Bonds have long been regarded as the “Steady Eddies” of investment portfolios, said Jeff Sommer in The New York Times. Even when they fluctuate, “they are expected to rise in value when stocks decline, buffering a portfolio’s returns in a rocky market.” But now long-term corporate bonds are down 18 percent through October, according to Morningstar’s Ibbotson Associates. “That’s worse than any full-year decline on its records going back to 1926.” High-yield bonds have fallen even further. Investors are shunning bonds that show even “the slightest whiff of risk,” and this climate of uncertainty has played havoc with the investment strategies of even the most risk-averse. “When your safe haven comes under attack, you’re really in trouble.”

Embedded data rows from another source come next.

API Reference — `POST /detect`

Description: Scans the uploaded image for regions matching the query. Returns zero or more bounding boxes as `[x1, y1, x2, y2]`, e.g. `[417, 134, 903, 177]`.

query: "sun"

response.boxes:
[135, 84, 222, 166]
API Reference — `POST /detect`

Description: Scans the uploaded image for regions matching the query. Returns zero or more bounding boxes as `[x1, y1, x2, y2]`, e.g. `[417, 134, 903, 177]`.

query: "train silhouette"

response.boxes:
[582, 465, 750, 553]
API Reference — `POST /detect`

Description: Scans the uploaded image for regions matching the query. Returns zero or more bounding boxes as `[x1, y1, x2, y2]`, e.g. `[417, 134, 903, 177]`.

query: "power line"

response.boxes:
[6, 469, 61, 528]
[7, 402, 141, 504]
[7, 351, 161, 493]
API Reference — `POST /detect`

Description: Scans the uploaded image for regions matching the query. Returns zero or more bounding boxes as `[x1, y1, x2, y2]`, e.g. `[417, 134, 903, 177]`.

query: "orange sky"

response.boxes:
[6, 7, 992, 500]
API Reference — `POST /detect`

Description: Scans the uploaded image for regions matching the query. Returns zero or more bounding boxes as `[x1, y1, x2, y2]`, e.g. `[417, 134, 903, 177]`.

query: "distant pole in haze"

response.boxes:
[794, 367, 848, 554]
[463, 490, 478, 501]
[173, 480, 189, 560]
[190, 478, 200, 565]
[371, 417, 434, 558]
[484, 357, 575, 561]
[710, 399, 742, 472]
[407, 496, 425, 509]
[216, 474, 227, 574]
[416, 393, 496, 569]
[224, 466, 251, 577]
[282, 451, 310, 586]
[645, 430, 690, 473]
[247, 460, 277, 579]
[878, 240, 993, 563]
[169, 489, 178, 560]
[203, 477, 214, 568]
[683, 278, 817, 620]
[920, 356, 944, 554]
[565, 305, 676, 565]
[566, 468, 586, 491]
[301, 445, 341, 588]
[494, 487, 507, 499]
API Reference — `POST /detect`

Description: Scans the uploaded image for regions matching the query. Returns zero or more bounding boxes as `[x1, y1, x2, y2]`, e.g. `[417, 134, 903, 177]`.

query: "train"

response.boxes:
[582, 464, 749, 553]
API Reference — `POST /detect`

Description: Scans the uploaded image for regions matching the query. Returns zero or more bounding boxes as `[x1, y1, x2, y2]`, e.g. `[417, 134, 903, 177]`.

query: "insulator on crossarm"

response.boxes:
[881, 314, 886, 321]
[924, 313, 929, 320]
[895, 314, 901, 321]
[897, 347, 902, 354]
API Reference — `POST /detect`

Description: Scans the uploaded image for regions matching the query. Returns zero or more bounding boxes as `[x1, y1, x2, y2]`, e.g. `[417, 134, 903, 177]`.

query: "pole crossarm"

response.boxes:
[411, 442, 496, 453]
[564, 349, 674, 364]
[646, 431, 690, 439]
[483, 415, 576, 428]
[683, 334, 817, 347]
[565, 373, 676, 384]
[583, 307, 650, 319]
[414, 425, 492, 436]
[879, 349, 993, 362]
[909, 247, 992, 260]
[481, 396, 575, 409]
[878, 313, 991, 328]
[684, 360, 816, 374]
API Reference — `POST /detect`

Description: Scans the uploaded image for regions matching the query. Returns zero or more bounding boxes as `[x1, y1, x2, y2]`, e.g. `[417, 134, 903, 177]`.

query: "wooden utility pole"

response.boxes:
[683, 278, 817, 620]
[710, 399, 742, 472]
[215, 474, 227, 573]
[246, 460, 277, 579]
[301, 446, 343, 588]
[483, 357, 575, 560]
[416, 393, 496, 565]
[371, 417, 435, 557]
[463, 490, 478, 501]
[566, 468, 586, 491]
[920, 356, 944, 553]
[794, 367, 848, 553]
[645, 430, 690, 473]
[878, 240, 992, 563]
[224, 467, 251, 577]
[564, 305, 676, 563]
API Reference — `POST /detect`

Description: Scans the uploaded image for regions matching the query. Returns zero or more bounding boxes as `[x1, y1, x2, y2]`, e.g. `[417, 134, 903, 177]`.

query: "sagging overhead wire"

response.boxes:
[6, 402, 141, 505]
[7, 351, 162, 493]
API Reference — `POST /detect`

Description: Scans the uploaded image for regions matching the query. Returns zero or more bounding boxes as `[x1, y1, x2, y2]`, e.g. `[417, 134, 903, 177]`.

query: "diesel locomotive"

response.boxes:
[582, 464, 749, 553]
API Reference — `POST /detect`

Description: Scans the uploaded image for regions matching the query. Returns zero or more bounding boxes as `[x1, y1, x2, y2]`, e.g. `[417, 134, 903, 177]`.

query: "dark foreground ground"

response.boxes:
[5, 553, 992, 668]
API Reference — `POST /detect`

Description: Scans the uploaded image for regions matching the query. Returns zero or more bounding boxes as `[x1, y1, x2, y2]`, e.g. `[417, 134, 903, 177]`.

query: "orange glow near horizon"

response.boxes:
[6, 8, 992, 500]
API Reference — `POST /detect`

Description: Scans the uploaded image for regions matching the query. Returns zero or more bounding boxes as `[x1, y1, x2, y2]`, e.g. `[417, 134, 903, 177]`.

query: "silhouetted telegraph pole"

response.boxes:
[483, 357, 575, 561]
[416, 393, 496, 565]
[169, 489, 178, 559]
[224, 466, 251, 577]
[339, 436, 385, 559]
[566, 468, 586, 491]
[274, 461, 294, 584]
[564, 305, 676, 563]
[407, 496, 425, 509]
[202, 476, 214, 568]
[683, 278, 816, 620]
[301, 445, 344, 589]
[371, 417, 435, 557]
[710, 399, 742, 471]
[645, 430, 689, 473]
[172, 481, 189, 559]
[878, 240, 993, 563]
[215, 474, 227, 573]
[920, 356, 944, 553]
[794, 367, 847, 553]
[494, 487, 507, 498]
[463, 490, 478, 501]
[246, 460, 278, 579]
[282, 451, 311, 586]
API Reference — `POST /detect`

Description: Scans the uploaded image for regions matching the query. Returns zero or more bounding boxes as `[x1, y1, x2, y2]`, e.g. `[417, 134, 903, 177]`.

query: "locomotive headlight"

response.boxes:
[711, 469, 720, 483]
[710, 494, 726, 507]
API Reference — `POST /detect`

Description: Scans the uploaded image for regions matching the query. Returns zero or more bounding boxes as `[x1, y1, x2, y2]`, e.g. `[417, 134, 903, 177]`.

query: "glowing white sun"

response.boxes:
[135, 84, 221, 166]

Investors are yearning for the good old days, when bonds were boring—and safe, said Russell Pearlman in SmartMoney. “We’ve never had the problems in the money markets, bond markets, and the banking system like we do now,” says Dan Fuss, whose signature fund, Loomis Sayles Bond, is down 27 percent this year. “This is really a panic.” Still, investors often seem to be overreacting. Case in point: General Electric. The AAA-rated company issued a 30-year bond in January that’s now selling for 71 cents on the dollar. “That’s crazy,” says Fuss. Such discrepancies make this “the best buying opportunity” for investment-grade corporate bonds Fuss has seen in 50 years.

You’re going to have to get your hands a little dirty and take a few chances, said Carolyn Bigda in Money. Every category of bond fund is yielding less this year, with the exception of government bonds. But plowing all your money into Treasurys would be foolish—they’re yielding a measly 4 percent. Instead, make sure your portfolio includes a fund that invests in high-quality corporate bonds. “Confidence will eventually return, especially after investors realize that investment-grade bonds are yielding 8.9 percent.” Municipal bond funds are also a good deal. Historically, tax-exempt muni bonds have yielded slightly less than Treasurys. “Today they’re paying around one percentage point more.”